Pensé que siento mucho más mi país, en el atol, el zangoloteo de una lancha en el lago de Atitlán, en una tostada de guacamol con cebolla, perejil y queso; en mis libros, en la canasta que me obsequiaron en Chicabnab hace años, en el clin clin del guardabarrancos de mi abuela, en los barriletes gigantes de Sumpango.

Todo lo demás no me dice nada, como tampoco me lo dice la banda que porta el empleado público mejor pagado del país, y su negación constante a aceptar la realidad, o el escudo dorado que adorna toda la publicidad que lo ha convertido en una marca; no me dice nada el slogan del Inguat, eso no remonta a la nación, no me identifica como chapina, tampoco estas fiestas bicolores, las antorchas encendidas y los ruidosos desfiles.
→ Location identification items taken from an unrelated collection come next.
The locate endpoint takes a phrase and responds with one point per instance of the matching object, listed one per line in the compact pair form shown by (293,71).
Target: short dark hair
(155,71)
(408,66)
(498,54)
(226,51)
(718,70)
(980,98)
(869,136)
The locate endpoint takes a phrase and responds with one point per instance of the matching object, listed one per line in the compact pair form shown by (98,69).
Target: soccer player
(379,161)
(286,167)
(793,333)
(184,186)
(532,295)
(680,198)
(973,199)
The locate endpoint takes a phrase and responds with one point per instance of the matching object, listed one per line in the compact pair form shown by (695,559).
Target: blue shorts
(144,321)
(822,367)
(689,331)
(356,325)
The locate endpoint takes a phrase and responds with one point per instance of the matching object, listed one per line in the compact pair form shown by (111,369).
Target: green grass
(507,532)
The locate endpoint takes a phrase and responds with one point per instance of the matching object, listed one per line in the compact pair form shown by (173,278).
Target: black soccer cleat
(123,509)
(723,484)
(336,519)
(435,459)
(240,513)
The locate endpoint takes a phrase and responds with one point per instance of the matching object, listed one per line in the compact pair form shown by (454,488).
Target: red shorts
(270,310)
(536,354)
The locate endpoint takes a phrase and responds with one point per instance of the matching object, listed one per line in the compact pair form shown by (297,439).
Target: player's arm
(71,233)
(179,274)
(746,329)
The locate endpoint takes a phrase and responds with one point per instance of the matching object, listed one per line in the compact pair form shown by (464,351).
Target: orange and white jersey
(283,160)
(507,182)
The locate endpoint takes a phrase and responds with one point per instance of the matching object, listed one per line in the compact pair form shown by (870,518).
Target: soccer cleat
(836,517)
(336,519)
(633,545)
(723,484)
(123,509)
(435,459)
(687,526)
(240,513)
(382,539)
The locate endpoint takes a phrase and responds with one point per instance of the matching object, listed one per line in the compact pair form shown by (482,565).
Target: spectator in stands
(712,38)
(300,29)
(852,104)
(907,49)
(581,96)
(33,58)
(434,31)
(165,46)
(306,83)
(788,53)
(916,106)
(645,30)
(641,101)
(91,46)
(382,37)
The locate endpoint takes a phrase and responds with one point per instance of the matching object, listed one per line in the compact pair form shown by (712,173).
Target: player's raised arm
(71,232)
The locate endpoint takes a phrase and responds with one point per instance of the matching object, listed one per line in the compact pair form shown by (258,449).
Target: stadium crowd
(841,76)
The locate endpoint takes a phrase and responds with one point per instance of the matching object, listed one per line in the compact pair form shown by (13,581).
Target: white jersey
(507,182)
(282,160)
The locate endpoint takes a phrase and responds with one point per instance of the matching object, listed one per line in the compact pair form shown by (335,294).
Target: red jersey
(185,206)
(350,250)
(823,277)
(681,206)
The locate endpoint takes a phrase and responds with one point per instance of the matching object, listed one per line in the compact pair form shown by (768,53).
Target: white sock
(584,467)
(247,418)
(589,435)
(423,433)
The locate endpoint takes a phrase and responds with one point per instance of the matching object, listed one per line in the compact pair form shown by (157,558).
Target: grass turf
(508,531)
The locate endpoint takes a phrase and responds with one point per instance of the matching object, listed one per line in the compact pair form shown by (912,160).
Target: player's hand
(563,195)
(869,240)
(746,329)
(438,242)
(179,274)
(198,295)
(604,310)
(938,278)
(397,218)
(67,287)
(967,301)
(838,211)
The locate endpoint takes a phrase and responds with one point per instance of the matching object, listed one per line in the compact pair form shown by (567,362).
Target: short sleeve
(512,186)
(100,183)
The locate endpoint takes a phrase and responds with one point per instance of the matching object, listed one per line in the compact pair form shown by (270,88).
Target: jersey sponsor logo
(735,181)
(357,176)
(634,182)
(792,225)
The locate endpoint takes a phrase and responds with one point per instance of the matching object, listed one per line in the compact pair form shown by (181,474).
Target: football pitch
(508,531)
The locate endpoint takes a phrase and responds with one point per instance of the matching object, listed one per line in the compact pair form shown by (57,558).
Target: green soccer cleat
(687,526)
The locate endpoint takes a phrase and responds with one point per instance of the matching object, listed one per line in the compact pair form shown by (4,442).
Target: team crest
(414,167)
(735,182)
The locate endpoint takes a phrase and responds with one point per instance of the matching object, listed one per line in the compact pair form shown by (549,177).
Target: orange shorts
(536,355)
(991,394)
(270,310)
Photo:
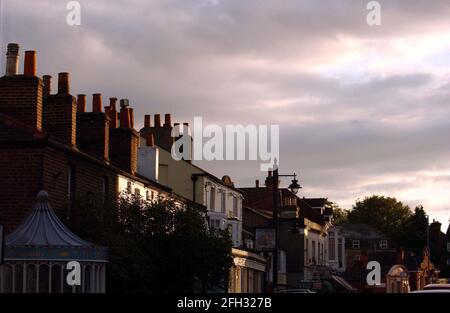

El Himno suena y no pasa nada, pero alguien entona Luna de Xelajú o la Linda Morena y mi corazón se alegra, y es que pese a todo amo a mi país, no digo patria porque no me gusta esa palabra, me enorgullezco de mucha de su gente, de mí, y celebro esta tierra aunque no con una independencia inexistente, un himno interpretado de mil formas y un palacio de cristal que nos permite ver a un presidente-emperador como el del cuento, deprimente, carente y ridículo.